Page 3 of Little Peach


  She stands up and heads for the stairs, her bare feet scraping on the floor. Rage swells up in me, tears out of me toward her, and I push. I push so fucking hard I knock her to the ground. Then I grab the paper bag and throw it at her crumpled body.

  “I don’t need shit from you,” I spit.

  She pulls herself up and shuffles to the stairs.

  “You’re gonna miss me,” I hiss. “You don’t know.”

  Her foot on the step.

  “Ain’t you even gonna ask me where I’m going?”

  She stops. Turns. “Can’t nothin’ be worse than here,” she says. “You smart, Michelle.” And then, “Not like me.”

  Her thin body struggles, step by dirty step. A door closes softly. A lighter clicks, and then the smell of smoke.

  What do you do if you’re in trouble?

  I got fifty-one dollars and an address.

  Pink Houses.

  That’s where I will go.

  7

  GREYHOUND BUS TERMINAL

  10th and Filbert Streets, Philadelphia

  The bus station’s crammed with every possible kind of person, rushing and standing and waiting in lines. A woman with shiny blond hair and tight dark blue jeans talks on her cell phone and sips a cup of coffee with whipped cream on top. A guy with a huge duffel bag and red sweatshirt that says UPENN dashes to the line at the ticket counter. A mother pushes a sleeping baby in a stroller. An old woman sits in a wheelchair by the door, dozing off under a blanket.

  My heart pumps hard. It’s nine thirty a.m.

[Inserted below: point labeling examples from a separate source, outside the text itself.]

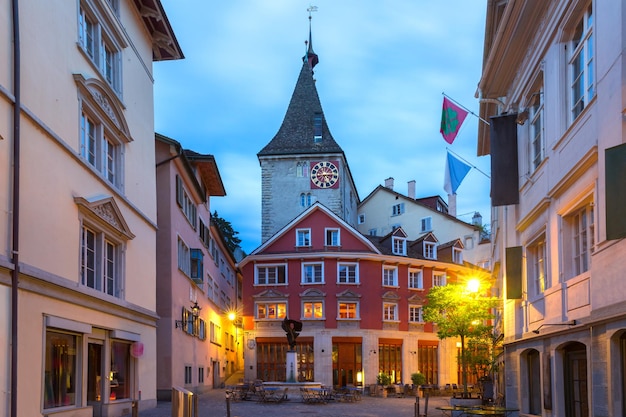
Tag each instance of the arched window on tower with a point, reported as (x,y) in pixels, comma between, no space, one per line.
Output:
(317,127)
(305,199)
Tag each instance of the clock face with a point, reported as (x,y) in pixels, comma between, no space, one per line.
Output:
(324,174)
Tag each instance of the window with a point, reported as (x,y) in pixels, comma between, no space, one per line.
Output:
(271,274)
(271,310)
(197,269)
(302,170)
(536,267)
(119,375)
(332,237)
(348,310)
(305,200)
(390,276)
(390,312)
(533,372)
(215,334)
(60,376)
(188,374)
(186,203)
(579,240)
(581,47)
(102,245)
(312,273)
(457,255)
(99,149)
(347,273)
(317,127)
(535,116)
(100,262)
(398,245)
(430,250)
(415,314)
(416,279)
(101,45)
(397,209)
(439,279)
(205,235)
(313,310)
(184,258)
(303,237)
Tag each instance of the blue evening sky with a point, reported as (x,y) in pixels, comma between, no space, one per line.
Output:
(383,68)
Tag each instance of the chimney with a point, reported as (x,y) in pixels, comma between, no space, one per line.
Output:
(411,192)
(452,205)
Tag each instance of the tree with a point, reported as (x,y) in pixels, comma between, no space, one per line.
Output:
(228,233)
(460,312)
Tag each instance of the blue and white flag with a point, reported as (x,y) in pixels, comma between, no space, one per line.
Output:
(456,170)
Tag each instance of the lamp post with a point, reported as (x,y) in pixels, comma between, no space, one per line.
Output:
(232,316)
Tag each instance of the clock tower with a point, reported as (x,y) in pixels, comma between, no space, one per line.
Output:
(303,164)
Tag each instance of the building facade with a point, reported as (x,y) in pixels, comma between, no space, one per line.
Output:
(197,281)
(77,280)
(359,298)
(553,89)
(385,209)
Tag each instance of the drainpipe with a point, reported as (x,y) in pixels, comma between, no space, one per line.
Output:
(16,204)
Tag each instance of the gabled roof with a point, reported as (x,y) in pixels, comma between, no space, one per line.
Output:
(206,165)
(422,202)
(296,134)
(164,43)
(315,207)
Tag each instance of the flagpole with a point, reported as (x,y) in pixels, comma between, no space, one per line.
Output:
(466,109)
(467,162)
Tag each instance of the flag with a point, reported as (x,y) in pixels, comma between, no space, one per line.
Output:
(452,117)
(456,170)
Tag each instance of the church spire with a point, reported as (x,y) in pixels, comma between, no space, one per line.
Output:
(310,57)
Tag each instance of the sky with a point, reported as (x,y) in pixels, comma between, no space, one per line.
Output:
(383,66)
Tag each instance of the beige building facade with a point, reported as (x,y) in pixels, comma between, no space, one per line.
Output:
(78,213)
(552,88)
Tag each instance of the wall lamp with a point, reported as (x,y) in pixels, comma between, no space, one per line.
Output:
(569,323)
(195,311)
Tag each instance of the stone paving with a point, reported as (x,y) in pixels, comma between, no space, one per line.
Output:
(213,404)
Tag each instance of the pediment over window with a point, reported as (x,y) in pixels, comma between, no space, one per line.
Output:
(270,294)
(348,294)
(416,299)
(390,296)
(106,213)
(106,102)
(312,293)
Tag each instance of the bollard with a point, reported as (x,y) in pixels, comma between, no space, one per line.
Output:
(227,405)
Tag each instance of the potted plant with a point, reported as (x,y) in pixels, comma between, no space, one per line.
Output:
(418,380)
(383,380)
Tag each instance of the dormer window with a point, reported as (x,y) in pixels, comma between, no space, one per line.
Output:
(398,245)
(317,127)
(430,250)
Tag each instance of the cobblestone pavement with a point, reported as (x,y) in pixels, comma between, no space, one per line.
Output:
(213,404)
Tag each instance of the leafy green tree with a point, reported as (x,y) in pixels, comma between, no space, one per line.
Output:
(460,312)
(228,233)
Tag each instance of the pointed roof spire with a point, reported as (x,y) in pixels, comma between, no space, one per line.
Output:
(310,56)
(304,129)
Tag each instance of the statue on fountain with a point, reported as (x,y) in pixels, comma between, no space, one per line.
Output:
(292,329)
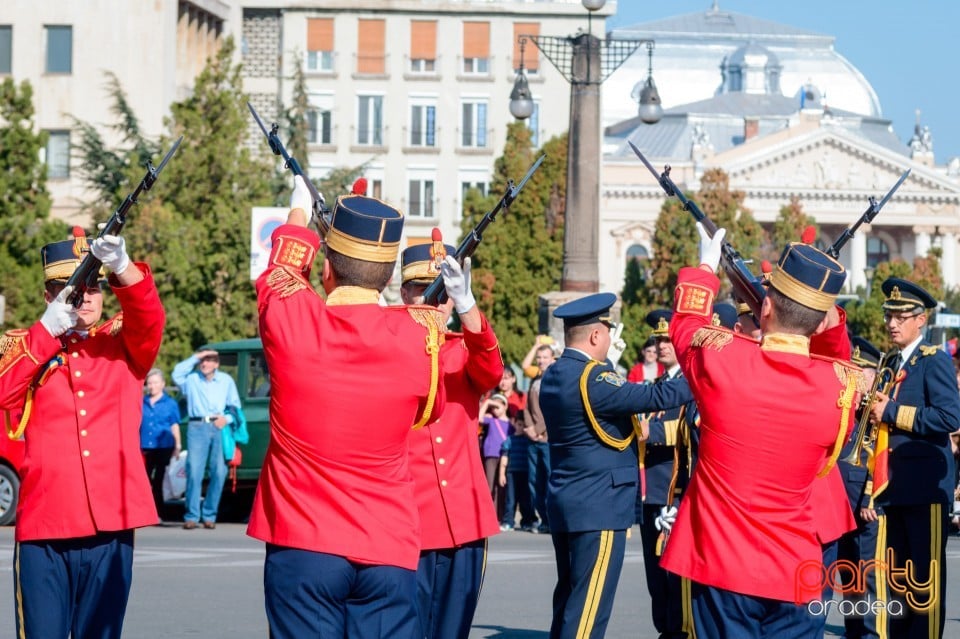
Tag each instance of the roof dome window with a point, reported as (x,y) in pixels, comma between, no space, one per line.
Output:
(751,69)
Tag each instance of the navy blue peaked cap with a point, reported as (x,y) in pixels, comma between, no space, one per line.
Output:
(659,321)
(808,276)
(725,315)
(365,228)
(421,262)
(903,295)
(586,310)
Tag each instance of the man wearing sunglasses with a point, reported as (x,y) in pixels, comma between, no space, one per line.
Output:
(913,468)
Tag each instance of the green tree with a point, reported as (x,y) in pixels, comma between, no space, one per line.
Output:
(522,251)
(24,206)
(197,238)
(789,227)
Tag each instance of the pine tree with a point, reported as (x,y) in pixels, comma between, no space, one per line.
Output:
(789,227)
(195,232)
(24,206)
(521,255)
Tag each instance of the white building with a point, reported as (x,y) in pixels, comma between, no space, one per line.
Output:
(756,109)
(416,90)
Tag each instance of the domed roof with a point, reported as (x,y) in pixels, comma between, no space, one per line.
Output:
(754,55)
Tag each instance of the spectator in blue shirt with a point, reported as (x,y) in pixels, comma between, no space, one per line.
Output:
(208,392)
(159,432)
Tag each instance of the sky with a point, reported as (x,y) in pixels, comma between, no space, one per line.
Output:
(905,48)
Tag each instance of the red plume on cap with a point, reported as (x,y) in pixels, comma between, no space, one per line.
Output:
(438,251)
(766,268)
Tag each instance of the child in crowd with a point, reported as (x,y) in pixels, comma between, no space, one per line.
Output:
(514,480)
(496,429)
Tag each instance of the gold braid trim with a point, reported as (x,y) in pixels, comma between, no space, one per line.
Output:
(605,437)
(708,337)
(284,282)
(845,403)
(429,318)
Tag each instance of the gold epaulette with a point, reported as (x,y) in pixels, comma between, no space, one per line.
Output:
(286,282)
(13,346)
(111,327)
(433,320)
(713,337)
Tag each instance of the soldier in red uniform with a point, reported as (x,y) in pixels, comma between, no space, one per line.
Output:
(79,385)
(456,512)
(335,503)
(762,446)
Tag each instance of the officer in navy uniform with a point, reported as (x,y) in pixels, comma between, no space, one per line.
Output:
(665,469)
(860,544)
(590,412)
(915,485)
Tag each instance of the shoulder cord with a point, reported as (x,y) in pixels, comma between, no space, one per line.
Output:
(605,437)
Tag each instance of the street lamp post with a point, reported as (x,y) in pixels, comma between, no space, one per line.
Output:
(585,61)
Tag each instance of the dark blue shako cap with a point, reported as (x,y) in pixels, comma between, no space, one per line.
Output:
(808,276)
(724,314)
(365,228)
(903,295)
(586,310)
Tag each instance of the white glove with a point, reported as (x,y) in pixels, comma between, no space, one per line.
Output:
(617,345)
(301,198)
(112,251)
(457,282)
(60,315)
(710,248)
(668,515)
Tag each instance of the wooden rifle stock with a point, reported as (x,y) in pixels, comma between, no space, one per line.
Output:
(88,271)
(435,293)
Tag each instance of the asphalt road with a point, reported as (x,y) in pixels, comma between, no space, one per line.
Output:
(208,583)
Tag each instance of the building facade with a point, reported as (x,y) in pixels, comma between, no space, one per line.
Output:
(758,111)
(66,50)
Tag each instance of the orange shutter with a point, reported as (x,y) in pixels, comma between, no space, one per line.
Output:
(423,39)
(476,39)
(531,59)
(320,34)
(370,55)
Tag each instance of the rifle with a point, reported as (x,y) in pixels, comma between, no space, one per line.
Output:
(436,293)
(88,272)
(321,214)
(746,286)
(872,209)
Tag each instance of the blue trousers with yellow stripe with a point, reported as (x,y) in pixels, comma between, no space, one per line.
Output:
(588,569)
(917,534)
(448,587)
(75,587)
(669,599)
(315,594)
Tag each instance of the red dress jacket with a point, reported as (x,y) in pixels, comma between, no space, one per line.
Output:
(83,470)
(451,488)
(769,418)
(348,380)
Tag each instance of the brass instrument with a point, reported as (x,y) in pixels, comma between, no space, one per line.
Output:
(864,434)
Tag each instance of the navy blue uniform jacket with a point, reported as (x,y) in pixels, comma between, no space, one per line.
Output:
(593,486)
(923,410)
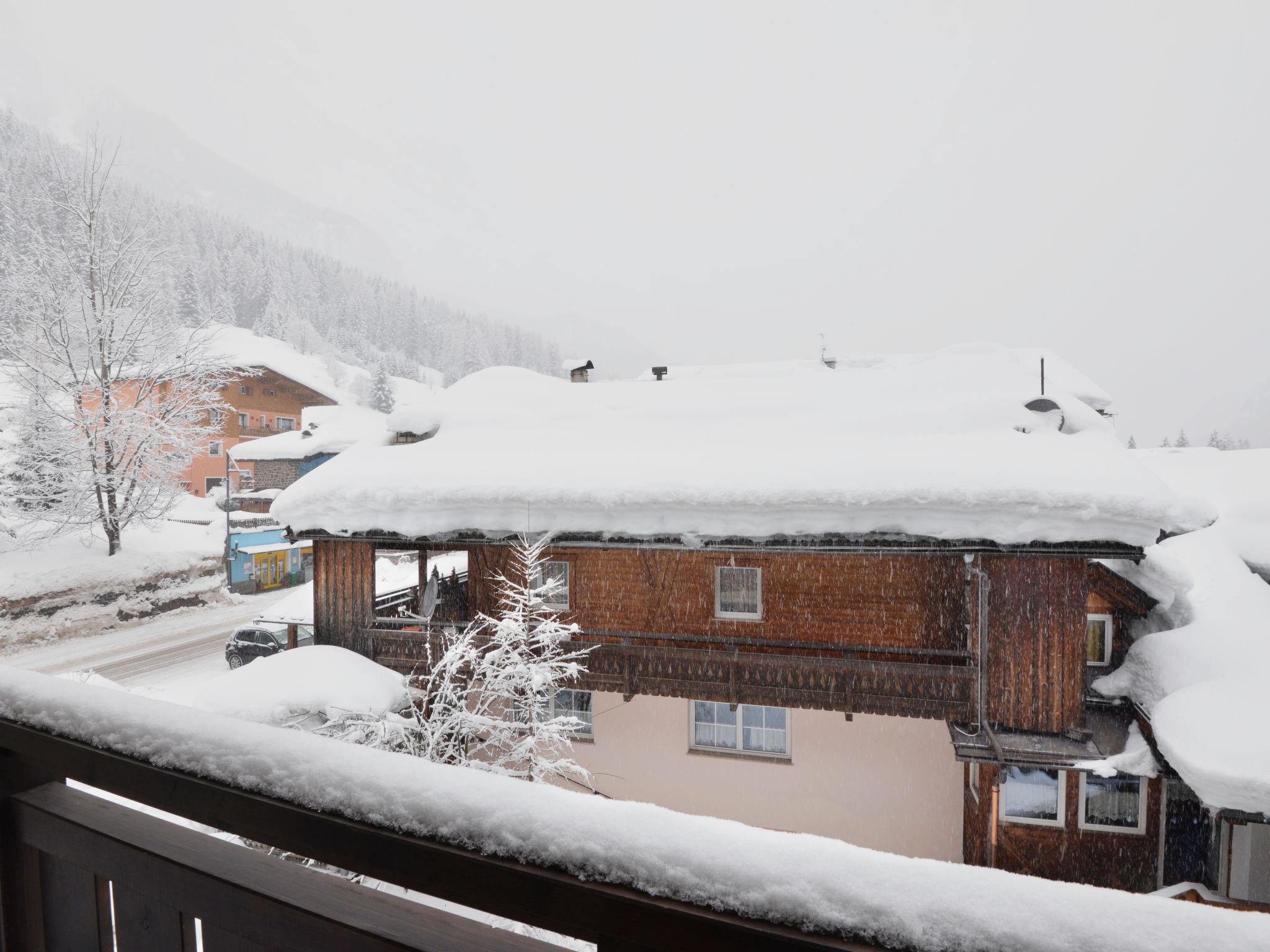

Overhead, a giant schedule flashes the names of places I’ve never been to.

  Atlantic City, New Jersey 9:45 a.m.

  New York City 10:00 a.m.

  Norfolk, Virginia 10:30 a.m.

  Boston 11:15 a.m.

  I hug my pillow and step into line behind the boy in the sweatshirt.

  “Next!” yells the woman behind the counter. The boy steps up, flips open his wallet, pulls out a credit card, and taps it absentmindedly on the counter.

  “Round trip to Boston,” he says. She types something into her computer.

  “A hundred twenty-nine fifty,” she replies without looking up. My face flushes and I grab my pillow tighter. I don’t have that kind of money. What if a ticket to New York costs more than what I got?

  The boy swipes his card, signs his name, takes his ticket, and strides off into the crowd.

  “Next!” she calls. I clench my fifty-one dollars in my hand. Above my head, the names of cities scroll by.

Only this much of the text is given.